Tuesday, December 13, 2016

Hamline University Waste Audit: Our Findings

CGEE Student Voice
Campus Sustainability
by Jenni Abere

previously posted some initial observations from the three-day waste audit we conducted in Hamline's student center, the Anderson Center. Now that the numbers have been processed, I can back up some of these observations with data.

As we prepare to start organics composting on campus, the biggest finding is that compostable waste constituted a larger percentage of waste by weight than trash or recycling -- combined. Yes, that's right, compostable waste was over 50% of the waste in a building that already diverts the majority of its food waste (through a hog farm). This is a surprising finding, and proves that we need to introduce composting on campus as soon as possible.

The total weight for each category from Friday, Saturday, and Sunday combined:
Compostable: 180.06 lbs
Recycling: 57.41 lbs
Trash: 84.9 lbs
Liquid: 15.9 lbs

I wrote about why we want to avoid throwing away liquids in my first blog post. But liquids can be considered part of the compostable category.

The recycling rate may seem low, but let's remember that this is just what was in the trash.
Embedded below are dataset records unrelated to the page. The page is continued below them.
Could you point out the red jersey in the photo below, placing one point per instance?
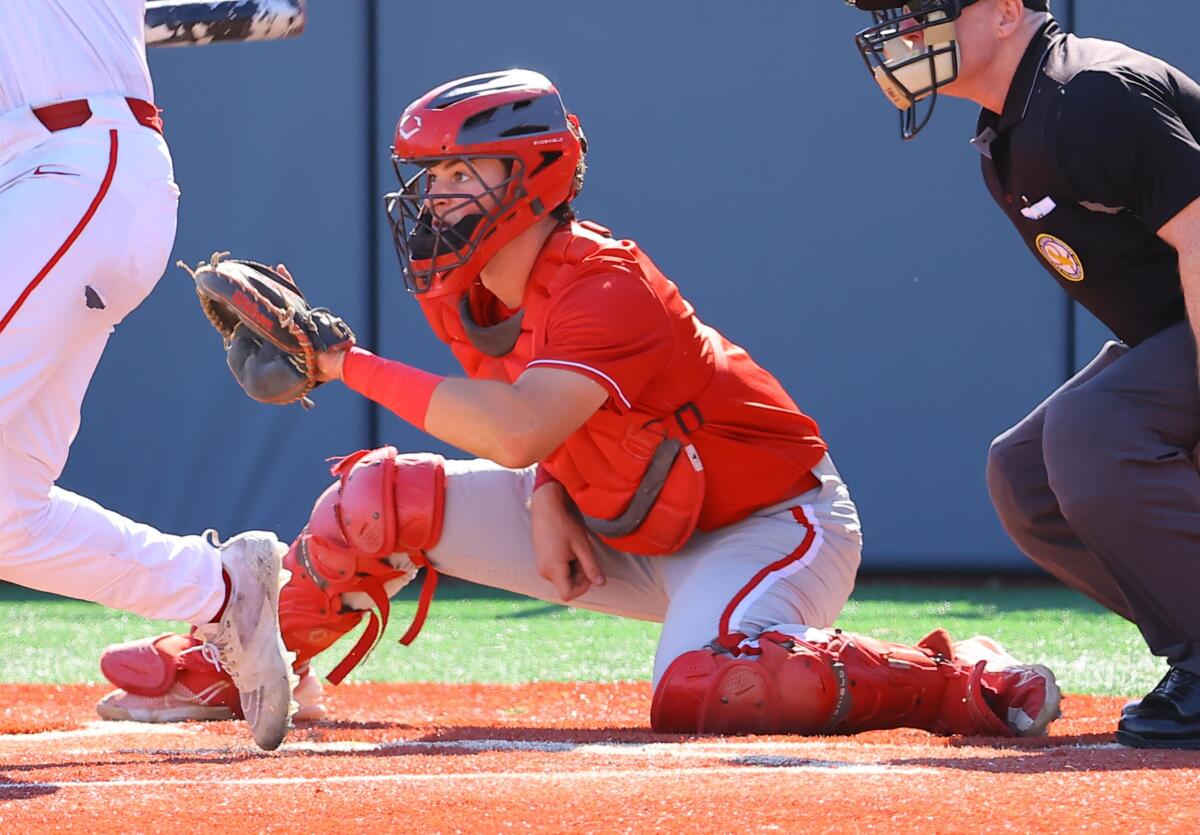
(601, 308)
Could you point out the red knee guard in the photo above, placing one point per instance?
(831, 682)
(384, 508)
(365, 539)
We did not sort recycling. In 2015, Hamline recycled 15% of its waste. 15% is an abysmally low recycling rate, and now we know that part of the reason for that is because so much recycling is being thrown away.

Throwing Money Away 

We pay for everything that we throw away. In Ramsey County, there is a County Environmental Charge, which is essentially a landfill tax. $65/ton. That doesn't seem too steep, but for a large institution like Hamline it adds up. In 2015, we paid over $18,000 in this tax.

With these numbers from the audit, how much could we save if we composted and recycled everything we could? Let's wildly extropolate some data, shall we?

Our baseline 2015 numbers have shown that Anderson produced 66.92 tons of trash in a year, accounting for $4,349.80 in charges. The proportion we found in the waste audit should be consistent enough to apply to a year's worth of data.

If we only threw away what cannot be composted or recycled, we would throw away 16.73 tons of waste in a year. This would cost us $1,087.45 in charges, so the savings could be as high as $3,200 per year.

What's the real proportion of waste?

The finding that 25% of Anderson waste is landfill-bound is actual an underestimate, since we're not accounting for recycling that ended up in the recycling bins. Using campus-wide numbers that we recycle 15% of our waste, we'll assume that if 66.92 tons of trash came from Anderson, 11.81 tons of recycling came from Anderson.

That 25% of waste drops to 21% when we factor in recycling. This lines up well with estimates that say 75% or more of all waste is recyclable or compostable.

Beyond Anderson 

The proportion of compostable waste may be a lot smaller in buildings that don't deal with as much food as Anderson does. However, we also assumed that Anderson's percentage of compostable waste would be much smaller. Once we introduce composting in the Anderson center, we should conduct waste audits of other buildings on campus to see where there is a need.

Klas is a good place to start since it has a Subway. All bathrooms on campus would benefit from compost bins for paper towels. The dorms and apartments might be good candidates for composting as well.